Recent visitors to a local D.C. high school were greeted with a remarkable sight—a room full of high school seniors silently reading classic literature. The featured book was Emoji-Dick, a line-by-line translation of Herman Melville’s celebrated novel into emoji, the picture symbols now ubiquitous in modern digital communications. Unfortunately, A Nation at Risk, Again: Emoji Illiteracy in the Twenty-First Century claims that this classroom is the exception, not the rule. The timely report reveals a number of dire findings, but worst of all is the revelation that, according to researchers, an astoundingly low 62 percent of American students were proficient in ELA (Emoji Language Arts)—a full thirty-seven points behind their Japanese peers.
According to authors, most American students can’t grasp such basic distinctions as when to use the “smiling face with heart-shaped eyes” versus the “face throwing a kiss.” These same kids are also frequently the target of online bullying. “Our only comfort regarding these students is that their emoji illiteracy actually shields them from understanding the vast majority of these aggressive online attacks,” says Mike Petrilli, education reformer and cyber bullying expert.

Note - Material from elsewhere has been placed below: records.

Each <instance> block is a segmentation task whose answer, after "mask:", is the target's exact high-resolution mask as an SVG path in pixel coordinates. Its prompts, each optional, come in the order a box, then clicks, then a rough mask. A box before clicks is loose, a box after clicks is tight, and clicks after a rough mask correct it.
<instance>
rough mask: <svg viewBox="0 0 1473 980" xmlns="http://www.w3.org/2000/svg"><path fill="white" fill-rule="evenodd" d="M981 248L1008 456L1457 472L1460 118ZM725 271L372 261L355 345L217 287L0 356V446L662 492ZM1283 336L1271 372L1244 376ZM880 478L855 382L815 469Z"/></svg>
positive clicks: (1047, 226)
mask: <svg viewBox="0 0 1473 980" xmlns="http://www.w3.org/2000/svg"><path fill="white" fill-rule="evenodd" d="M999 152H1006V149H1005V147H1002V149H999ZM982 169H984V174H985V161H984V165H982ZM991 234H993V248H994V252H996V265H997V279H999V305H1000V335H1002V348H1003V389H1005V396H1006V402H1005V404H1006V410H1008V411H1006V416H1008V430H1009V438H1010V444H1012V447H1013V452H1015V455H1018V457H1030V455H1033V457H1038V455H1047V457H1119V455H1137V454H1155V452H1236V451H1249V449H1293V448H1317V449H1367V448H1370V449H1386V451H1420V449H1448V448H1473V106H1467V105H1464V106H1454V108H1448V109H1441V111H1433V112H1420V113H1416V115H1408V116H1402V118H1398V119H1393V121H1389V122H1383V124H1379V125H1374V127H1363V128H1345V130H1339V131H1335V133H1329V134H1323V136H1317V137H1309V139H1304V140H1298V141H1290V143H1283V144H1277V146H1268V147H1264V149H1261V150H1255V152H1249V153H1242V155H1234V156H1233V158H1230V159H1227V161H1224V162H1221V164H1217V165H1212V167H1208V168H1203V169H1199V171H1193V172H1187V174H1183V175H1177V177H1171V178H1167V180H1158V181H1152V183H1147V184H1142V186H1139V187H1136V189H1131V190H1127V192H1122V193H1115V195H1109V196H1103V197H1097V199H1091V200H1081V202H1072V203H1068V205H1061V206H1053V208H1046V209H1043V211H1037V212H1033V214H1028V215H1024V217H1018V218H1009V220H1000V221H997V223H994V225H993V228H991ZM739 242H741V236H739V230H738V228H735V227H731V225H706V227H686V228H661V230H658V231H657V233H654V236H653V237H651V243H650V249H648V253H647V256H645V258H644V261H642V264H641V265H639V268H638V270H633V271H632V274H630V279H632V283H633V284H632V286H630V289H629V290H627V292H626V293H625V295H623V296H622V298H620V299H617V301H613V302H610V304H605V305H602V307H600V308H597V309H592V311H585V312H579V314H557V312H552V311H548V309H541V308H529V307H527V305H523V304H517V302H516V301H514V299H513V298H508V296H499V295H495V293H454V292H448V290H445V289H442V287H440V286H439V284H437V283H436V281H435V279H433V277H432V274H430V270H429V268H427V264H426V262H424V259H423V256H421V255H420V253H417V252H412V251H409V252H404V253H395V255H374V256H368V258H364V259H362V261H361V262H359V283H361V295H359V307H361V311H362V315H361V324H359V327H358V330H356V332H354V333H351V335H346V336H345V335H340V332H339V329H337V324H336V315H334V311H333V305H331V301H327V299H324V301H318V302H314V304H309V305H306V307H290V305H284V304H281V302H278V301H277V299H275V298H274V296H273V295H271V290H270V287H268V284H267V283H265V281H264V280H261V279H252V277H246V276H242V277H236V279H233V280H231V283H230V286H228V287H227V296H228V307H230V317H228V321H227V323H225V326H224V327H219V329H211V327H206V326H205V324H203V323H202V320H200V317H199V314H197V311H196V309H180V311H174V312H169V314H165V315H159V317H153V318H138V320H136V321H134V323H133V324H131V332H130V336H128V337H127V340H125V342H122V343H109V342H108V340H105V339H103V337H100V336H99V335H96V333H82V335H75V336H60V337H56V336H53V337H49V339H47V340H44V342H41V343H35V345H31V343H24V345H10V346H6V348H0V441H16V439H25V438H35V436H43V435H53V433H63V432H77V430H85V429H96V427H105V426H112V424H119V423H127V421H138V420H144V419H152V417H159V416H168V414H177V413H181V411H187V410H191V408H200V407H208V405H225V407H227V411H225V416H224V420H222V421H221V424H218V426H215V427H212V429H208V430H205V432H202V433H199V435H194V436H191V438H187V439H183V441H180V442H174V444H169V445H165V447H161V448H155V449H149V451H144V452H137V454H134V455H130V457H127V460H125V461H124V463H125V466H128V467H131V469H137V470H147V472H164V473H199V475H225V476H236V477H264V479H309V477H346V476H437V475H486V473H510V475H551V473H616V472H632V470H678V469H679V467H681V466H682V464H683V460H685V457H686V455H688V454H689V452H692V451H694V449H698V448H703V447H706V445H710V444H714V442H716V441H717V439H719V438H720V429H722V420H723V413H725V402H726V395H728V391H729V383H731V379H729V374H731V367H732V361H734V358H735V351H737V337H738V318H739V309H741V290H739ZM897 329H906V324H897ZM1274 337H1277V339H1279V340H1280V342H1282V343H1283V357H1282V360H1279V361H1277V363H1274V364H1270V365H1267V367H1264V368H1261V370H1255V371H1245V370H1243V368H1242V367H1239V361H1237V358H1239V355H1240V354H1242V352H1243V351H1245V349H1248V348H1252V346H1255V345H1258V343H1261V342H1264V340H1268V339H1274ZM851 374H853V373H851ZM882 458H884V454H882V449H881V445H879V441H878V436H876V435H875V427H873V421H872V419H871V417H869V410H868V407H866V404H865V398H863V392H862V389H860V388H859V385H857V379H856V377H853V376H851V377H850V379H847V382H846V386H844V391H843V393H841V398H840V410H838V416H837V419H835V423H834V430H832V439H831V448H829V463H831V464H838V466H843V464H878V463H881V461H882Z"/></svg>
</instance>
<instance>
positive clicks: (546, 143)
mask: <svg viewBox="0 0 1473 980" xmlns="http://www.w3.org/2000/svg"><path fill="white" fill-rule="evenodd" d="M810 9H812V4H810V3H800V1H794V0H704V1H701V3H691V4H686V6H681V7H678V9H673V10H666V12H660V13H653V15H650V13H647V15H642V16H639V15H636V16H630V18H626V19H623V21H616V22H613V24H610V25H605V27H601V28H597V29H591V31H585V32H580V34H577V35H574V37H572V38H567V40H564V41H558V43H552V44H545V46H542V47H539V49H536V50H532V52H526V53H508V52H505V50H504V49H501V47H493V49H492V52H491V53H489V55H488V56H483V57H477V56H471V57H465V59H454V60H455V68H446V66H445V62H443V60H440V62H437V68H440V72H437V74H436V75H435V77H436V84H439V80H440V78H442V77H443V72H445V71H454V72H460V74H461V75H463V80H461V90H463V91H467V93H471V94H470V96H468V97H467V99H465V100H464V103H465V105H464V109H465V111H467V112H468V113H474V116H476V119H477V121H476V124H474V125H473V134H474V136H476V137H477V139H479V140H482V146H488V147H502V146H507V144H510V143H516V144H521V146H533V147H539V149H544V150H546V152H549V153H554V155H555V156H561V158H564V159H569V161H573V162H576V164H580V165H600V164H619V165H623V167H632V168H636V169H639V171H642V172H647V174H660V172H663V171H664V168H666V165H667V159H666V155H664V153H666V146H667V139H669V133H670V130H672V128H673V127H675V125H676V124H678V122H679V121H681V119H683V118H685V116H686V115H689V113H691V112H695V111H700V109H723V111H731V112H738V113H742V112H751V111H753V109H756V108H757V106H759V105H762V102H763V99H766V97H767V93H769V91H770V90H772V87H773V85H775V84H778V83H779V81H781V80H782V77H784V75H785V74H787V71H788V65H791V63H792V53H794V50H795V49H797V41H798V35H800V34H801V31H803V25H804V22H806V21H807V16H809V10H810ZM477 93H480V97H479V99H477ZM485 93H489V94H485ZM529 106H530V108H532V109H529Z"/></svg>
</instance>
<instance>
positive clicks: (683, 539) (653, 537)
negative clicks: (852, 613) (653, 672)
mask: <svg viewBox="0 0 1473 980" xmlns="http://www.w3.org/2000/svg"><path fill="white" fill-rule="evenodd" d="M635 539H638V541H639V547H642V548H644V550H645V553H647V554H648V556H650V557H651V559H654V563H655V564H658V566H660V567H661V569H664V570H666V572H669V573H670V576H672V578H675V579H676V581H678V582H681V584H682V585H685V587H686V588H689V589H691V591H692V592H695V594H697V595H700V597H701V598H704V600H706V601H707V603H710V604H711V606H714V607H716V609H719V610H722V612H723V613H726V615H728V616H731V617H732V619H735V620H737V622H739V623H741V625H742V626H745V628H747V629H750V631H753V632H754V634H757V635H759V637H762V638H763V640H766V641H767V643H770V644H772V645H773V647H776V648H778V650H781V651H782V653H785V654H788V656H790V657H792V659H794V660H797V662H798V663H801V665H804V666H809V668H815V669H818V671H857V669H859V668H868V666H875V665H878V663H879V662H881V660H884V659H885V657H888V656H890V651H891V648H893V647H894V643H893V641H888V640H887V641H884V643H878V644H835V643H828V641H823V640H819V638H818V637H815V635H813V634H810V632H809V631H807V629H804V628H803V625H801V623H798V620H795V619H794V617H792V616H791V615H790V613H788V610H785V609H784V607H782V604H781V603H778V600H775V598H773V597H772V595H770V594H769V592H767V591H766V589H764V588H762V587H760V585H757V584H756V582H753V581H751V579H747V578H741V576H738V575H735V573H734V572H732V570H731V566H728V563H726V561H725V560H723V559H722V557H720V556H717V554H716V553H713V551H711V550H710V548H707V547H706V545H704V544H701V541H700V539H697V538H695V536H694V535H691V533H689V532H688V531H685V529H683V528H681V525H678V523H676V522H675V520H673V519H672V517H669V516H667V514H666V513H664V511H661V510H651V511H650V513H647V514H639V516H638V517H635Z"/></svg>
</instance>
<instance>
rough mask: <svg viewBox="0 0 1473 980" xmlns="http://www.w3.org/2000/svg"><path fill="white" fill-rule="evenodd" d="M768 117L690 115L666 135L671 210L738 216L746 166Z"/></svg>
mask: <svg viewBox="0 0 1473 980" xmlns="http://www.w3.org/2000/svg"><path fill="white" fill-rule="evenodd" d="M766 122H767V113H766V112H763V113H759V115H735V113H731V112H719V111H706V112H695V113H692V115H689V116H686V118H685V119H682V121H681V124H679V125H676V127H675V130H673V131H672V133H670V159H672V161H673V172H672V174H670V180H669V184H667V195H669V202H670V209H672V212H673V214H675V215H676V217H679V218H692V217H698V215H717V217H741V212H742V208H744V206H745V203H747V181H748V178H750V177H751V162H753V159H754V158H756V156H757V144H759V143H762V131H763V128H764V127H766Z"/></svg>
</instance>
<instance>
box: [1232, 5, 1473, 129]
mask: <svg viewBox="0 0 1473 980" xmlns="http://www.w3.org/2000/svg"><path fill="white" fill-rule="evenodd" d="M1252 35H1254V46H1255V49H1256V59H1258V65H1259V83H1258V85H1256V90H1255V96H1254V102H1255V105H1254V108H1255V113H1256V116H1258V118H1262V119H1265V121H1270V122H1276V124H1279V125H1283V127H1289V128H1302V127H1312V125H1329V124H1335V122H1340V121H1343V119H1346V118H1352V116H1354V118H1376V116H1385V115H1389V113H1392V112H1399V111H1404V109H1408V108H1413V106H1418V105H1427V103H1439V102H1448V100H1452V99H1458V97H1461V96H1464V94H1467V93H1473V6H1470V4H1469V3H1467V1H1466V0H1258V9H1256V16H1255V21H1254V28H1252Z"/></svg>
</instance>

On the bright side, the people behind the Common Core recognize the need for improved emoji instruction and are set to roll out rigorous new ELA standards within the year. These standards will include important skills like “proper sentence punctuation with pizza emojis” and “using context clues to interpret or infer emoji meanings in literature.” Of course, it remains to be seen whether opponents of the current standards will try to sabotage new materials. But at least there’s some hope that this grim situation will soon improve.